From Pollard and Richardson (1987):

“If a person is American then they are probably not a member of Congress; this person is a member of Congress; therefore this person is probably not an American.”

This is an interesting way of showing that the likelihood of one thing happening (for example, rejecting a null hypothesis), is not necessarily symmetrical with the opposite happening (rejecting the hypothesis).

Sensitivity

“Whenever you find a null result and it is interesting to you that the result is null, you should always indicate the sensitivity of your analysis.” (Dienes, p.68)
Power
Confidence Intervals
Finding an effect significantly different from another reference point.

Types of Errors

Type I Error: Wrongly claiming something to be true, useful or knowable.
Type II Error: Wrongly claiming something to be false, useless or unknowable.

Put another way:

Type I error is when the null is true and we reject it.
Type II error is when the null is false and we accept it.

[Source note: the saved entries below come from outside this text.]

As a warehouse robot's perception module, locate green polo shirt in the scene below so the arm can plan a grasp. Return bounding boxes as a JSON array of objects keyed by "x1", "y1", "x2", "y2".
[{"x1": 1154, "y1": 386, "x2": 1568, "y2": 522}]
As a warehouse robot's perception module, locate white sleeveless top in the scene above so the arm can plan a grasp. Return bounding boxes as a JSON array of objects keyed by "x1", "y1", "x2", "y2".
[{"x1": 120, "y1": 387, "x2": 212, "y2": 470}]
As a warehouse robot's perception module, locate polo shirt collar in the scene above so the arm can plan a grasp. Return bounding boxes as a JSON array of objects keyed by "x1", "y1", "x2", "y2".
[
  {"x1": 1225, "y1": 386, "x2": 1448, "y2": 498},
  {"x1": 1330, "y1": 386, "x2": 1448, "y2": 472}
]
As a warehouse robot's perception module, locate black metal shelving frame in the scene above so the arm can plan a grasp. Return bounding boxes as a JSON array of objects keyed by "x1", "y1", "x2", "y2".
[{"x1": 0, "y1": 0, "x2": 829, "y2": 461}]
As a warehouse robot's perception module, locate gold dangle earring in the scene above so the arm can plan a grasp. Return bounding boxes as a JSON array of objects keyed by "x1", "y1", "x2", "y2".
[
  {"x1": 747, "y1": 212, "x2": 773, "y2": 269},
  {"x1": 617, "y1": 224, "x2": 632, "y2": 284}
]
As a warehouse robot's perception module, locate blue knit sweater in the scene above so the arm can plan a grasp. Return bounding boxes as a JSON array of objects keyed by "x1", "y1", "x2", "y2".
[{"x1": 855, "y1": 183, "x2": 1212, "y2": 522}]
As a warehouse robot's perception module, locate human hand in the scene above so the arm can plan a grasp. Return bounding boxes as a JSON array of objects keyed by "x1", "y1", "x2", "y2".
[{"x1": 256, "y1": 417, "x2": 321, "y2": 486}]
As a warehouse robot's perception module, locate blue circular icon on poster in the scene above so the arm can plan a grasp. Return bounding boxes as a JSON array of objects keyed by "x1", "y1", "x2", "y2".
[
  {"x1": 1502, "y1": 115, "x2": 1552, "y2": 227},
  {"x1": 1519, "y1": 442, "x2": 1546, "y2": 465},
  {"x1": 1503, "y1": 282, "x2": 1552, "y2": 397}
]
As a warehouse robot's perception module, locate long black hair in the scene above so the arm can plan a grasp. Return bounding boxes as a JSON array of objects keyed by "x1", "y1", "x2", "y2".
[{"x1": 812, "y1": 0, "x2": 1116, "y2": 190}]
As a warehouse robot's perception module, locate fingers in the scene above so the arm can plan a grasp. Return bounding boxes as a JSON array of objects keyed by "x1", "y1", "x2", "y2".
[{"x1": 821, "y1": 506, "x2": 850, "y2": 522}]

It might be useful to define alphas and betas here:

\(\alpha\) = The part of a distribution that is so extreme that we can reject the likelihood of it happening (usually in alignment with our maximum accepted p-value.)
- Another way of thinking about it is that \(\alpha\) is the long-term error rate for a specific type of error: saying that the null is false when it is true (see Dienes, p.62)
\(\beta\) = When the null is false, \(\beta\) is the proportion of times that we accept it, even though it’s false.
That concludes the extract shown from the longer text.